20. The method according to claim 19, wherein, Determining which of the first and second security keys is the latest security key includes: Obtain the value of the counter associated with the first security key; Obtain the value of the counter associated with the second security key; In response to the value of the counter associated with the first security key being higher than the value of the counter associated with the second security key, it is determined that the first security key is the latest security key; and In response to the fact that the value of the counter associated with the second security key is higher than the value of the counter associated with the first security key, it is determined that the second security key is the latest security key.

21. An electronic device configured to communicate with a Home Public Land Mobile Network (PLMN) and a Visiting PLMN via a wireless air interface, the electronic device comprising: At least one processor is configured to perform operations including: Send a first authentication request to the first PLMN to authenticate the electronic device; Upon successful authentication based on the first authentication request, a first security key is generated for integrity protection of messages transmitted from the home PLMN to the electronic device; Send a second authentication request to the second PLMN that is authenticating the electronic device; Upon successful authentication based on the second authentication request, a second security key is generated for the integrity protection of the message transmitted from the home PLMN to the electronic device; Receive protected messages from the home PLMN; Determine which of the first and second security keys is the latest security key; and The latest security key is used to determine the content of messages received from the home PLMN.

22. The electronic device according to claim 21, wherein, The protected message includes either a UDM parameter update message or a roaming guidance message.

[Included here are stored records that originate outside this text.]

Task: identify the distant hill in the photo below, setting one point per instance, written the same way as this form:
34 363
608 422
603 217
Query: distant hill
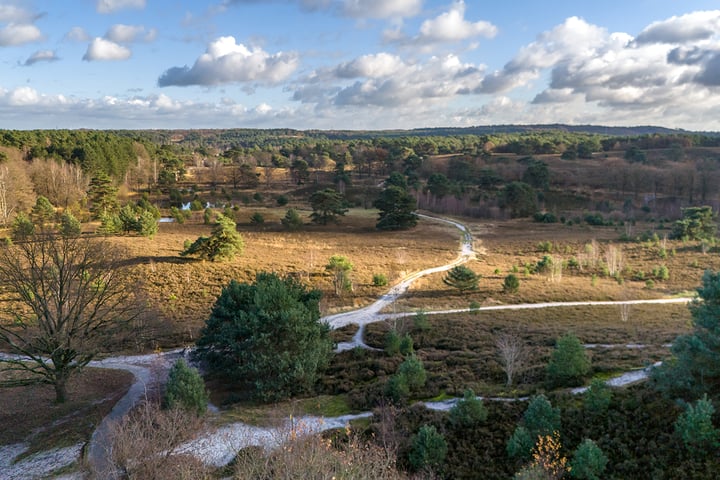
507 129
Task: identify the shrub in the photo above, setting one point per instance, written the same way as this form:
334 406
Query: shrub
413 371
569 363
428 449
379 279
597 397
257 219
588 461
694 426
511 284
469 411
292 220
185 389
462 278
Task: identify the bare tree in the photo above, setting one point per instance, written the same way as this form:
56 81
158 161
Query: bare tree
64 297
614 259
15 191
144 445
513 354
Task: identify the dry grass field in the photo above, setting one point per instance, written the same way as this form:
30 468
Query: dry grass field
30 414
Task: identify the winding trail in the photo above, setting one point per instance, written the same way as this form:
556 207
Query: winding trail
219 447
371 313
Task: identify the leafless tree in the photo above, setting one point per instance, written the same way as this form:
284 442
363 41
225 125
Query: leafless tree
64 297
145 443
513 354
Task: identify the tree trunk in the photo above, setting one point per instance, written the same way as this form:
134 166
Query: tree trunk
61 388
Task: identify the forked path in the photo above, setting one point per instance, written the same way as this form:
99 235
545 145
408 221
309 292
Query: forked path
371 313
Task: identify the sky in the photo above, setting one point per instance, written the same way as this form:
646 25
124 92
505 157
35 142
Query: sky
358 64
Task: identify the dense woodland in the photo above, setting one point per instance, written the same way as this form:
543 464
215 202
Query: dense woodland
120 183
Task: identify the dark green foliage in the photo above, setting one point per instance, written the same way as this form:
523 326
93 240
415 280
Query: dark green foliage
698 223
69 225
292 220
511 284
340 269
224 242
413 371
397 209
185 389
327 205
428 449
439 185
521 199
267 335
110 224
537 175
257 219
597 397
695 366
406 345
22 227
569 363
102 195
540 419
694 426
462 278
469 411
588 462
43 211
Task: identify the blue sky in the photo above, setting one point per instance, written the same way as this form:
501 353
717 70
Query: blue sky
358 64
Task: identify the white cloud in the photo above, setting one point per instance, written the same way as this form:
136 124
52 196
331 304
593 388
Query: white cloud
101 49
371 66
451 26
226 61
77 34
41 56
112 6
13 14
381 8
18 34
121 33
686 28
385 80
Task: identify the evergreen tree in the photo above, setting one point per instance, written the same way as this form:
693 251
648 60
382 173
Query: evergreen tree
569 364
103 195
469 411
185 389
694 368
267 335
588 462
397 209
428 449
462 278
694 426
69 225
224 242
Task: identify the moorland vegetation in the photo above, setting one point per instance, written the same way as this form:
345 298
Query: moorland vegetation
239 241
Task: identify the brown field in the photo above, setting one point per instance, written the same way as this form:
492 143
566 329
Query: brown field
29 414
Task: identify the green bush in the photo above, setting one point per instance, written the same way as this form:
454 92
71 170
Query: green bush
469 411
185 389
569 363
428 449
511 284
588 462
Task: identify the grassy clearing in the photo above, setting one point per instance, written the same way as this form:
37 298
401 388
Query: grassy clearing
29 414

23. The electronic device according to claim 21, wherein, The at least one processor is configured to perform further operations, the further operations including: Generate a first timestamp indicating the time when the first security key was generated, and associate the first timestamp with the first security key; and A second timestamp indicating the time when the second security key was generated is generated, and the second timestamp is associated with the second security key.

24. The electronic device according to claim 23, wherein, Determining which of the first and second security keys is the latest security key includes: Obtain the first timestamp; Obtain the second timestamp; In response to the first time of the first timestamp being later than the second time of the second timestamp, it is determined that the first security key is the latest security key; and In response to the second time of the second timestamp being later than the first time of the first timestamp, it is determined that the second security key is the latest security key.

25. The electronic device according to claim 21, wherein, The at least one processor is configured to perform further operations, the further operations including: A counter is incremented when the first security key is generated, and the value of the counter is associated with the first security key; and The counter is incremented when the second security key is generated, and the value of the counter is associated with the second security key.

26. The electronic device according to claim 25, wherein, Determining which of the first and second security keys is the latest security key includes: Obtain the value of the counter associated with the first security key; Obtain the value of the counter associated with the second security key; In response to the value of the counter associated with the first security key being higher than the value of the counter associated with the second security key, it is determined that the first security key is the latest security key; and In response to the fact that the value of the counter associated with the second security key is higher than the value of the counter associated with the first security key, it is determined that the second security key is the latest security key.